As the currency of science and essential to scientific productivity, collaboration, and to discovery itself, the sharing of research data has long been a commonly acknowledged concept among many research communities (Gold, 2007). Borgman (2007) provides four rationales for sharing research data, namely “to (a) reproduce or verify research, (b) make results of publicly funded research available to the public, (c) enable others to ask new questions of extant data, and (d) advance the state of research and innovation.”

The rise of the open data and open science data movements, in conjunction with the increasing implementation of data management and sharing policies by funding bodies, governments, and journals, has led to an explosion in the number of research articles and proceeding papers associated with research data practices and services created to serve institutions, association members and research communities in the United Kingdom, the United States, Australia, Germany and other countries. Meanwhile, data curation and research data management has been the key topics in the ACM/IEEE Joint Committee digital libraries and e-Science international meeting. The Research Data Alliance created in 2013 has grown into a community with more than 2,800 members from over 90 countries who are dedicated to building the social, organizational and technical infrastructures needed to reduce barriers in data sharing and exchange and are also dedicated to accelerating data-driven innovation worldwide.

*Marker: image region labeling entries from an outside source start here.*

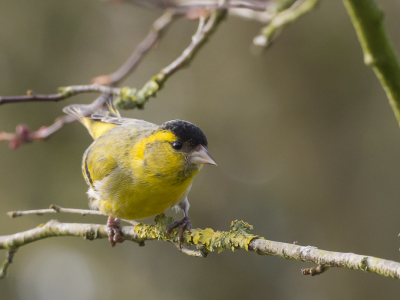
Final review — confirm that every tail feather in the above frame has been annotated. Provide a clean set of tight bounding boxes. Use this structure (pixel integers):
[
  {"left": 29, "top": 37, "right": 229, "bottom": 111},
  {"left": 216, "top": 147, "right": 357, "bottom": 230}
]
[{"left": 63, "top": 99, "right": 120, "bottom": 139}]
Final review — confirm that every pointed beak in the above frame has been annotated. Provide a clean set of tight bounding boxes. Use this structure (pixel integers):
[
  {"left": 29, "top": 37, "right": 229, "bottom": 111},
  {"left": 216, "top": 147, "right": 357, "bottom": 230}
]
[{"left": 189, "top": 145, "right": 217, "bottom": 166}]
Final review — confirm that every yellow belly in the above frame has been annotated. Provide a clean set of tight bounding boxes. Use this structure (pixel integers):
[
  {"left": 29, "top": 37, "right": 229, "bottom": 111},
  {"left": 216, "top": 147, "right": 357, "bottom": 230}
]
[{"left": 96, "top": 170, "right": 193, "bottom": 220}]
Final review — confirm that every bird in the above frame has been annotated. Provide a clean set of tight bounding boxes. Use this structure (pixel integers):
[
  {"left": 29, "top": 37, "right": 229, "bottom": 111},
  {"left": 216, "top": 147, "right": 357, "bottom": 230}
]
[{"left": 63, "top": 100, "right": 217, "bottom": 247}]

Academic libraries, with their long experience with information organization and documentation, represent a natural organizational home for data management services and become deeply involved in the development of principles and best practices for managing data for long-term use. Case studies began to emerge in 2008 when Library Trends published a special issue on institutional repositories that described library efforts to include research datasets in their archiving at Johns Hopkins University, Purdue University, and the University of Minnesota (Choudhury, 2008; Delserone, 2008; Witt, 2008). Further evidence of the mainstreaming of research data management in the library field is shown by the publication of books on the subject aimed specifically at library and information professionals by UK and US researchers (Pryor, 2014; Ray, 2014).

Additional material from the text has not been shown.